Error Handling
By default, if no strategy is defined, when an exception happens the process switches to the failed
stage remembering
the stage it was trying to execute and exits.
The simplest possible strategy would be: no matter what happens retry n-times with given interval:
SomeStage {
...
} retry (1.minute, 10)
You can define multiple strategies depending on exception type:
SomeStage {
...
} onFailure {
case _: ConnectionTimeoutException => Retry(3.minutes, 10)
case _: IOException => Retry(10.minutes, 3)
} globalRecoveryTimeout(45.minutes)
globalRecoveryTimeout
helps to limit the deadline on all retries.

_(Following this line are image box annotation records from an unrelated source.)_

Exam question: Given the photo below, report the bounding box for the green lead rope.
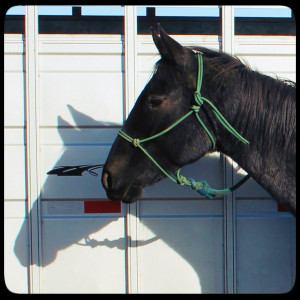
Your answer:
[118,53,250,199]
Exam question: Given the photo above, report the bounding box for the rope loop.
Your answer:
[194,91,204,107]
[191,105,200,113]
[132,139,140,147]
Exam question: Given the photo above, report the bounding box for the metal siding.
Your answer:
[4,9,295,293]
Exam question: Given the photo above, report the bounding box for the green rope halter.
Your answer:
[118,52,250,199]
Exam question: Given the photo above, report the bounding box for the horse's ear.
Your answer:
[150,26,168,58]
[152,24,192,65]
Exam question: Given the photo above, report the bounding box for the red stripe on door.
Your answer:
[84,201,121,214]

In the example above the potential maximum time the stage will be retrying is 1 hour
(30 minutes for ConnectionTimeout and 30 minutes for IOException),
but the globalRecoveryTimeout
will limit it to ~45 minutes.
Note: if a stage started execution, it won't be interrupted even if the timeout reached!
globalRecoveryTimeout
is optional, no limit by default.
Thus the time spent on retries will be limited only by a sum of all Retry
settings + time spent on actual executions.

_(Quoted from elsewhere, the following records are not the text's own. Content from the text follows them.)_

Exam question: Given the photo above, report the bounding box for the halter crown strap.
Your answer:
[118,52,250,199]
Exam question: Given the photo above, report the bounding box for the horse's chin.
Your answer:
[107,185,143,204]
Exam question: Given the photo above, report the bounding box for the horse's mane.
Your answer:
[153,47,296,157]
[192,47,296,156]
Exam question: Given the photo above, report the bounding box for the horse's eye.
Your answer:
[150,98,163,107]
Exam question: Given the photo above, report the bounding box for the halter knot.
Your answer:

IMPORTANT: globalRecoveryTimeout
applies only when stage is actually retrying, it has no effect on normal stage execution!
If execution takes 5 hours and it does not throw any exceptions nothing will interrupt it!

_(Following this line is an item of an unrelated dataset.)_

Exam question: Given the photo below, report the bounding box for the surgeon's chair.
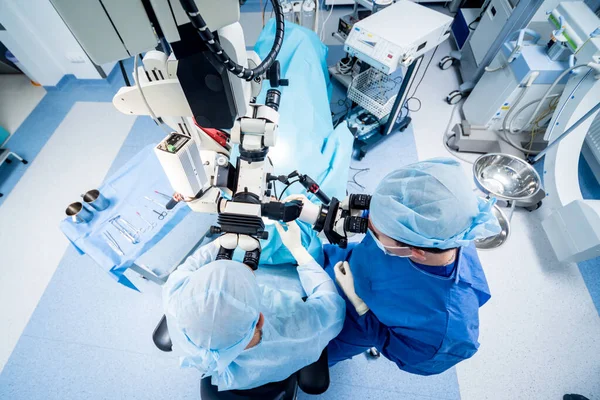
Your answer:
[152,316,329,400]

The uncovered exceptions will fail the process (default behaviour when no recovery strategy defined).
If system crashed during stage retry it will restore all counters and timeout points.
If system "normally" fails due to timeout or "tried max number of attempts" then all counters and timeouts will be reset on restart.
Example of strategy recovery in different scenarios:
- If multiple strategies are defined and the exceptions happen in a random order the system will keep counting
number of retries per exception.
For the example (for the code above) if exceptions happen in the following order:
ConnectionTimeoutException - IOException - IOException - ConnectionTimeoutException
the retries counter forConnectionTimeout
will not be reset whenIOException
is thrown. - If a system reboot/failure happens during stage retries, the system will restore counters and retries timeout on start.
Note: if
globalRecoveryTimeout
is defined and the system was re-started after some delay it may be stopped due to timeout reached. But the next restart will reset all counters. - If number of retries exhausted or timeout reached the process fails. The new restart will reset all counters and timeout.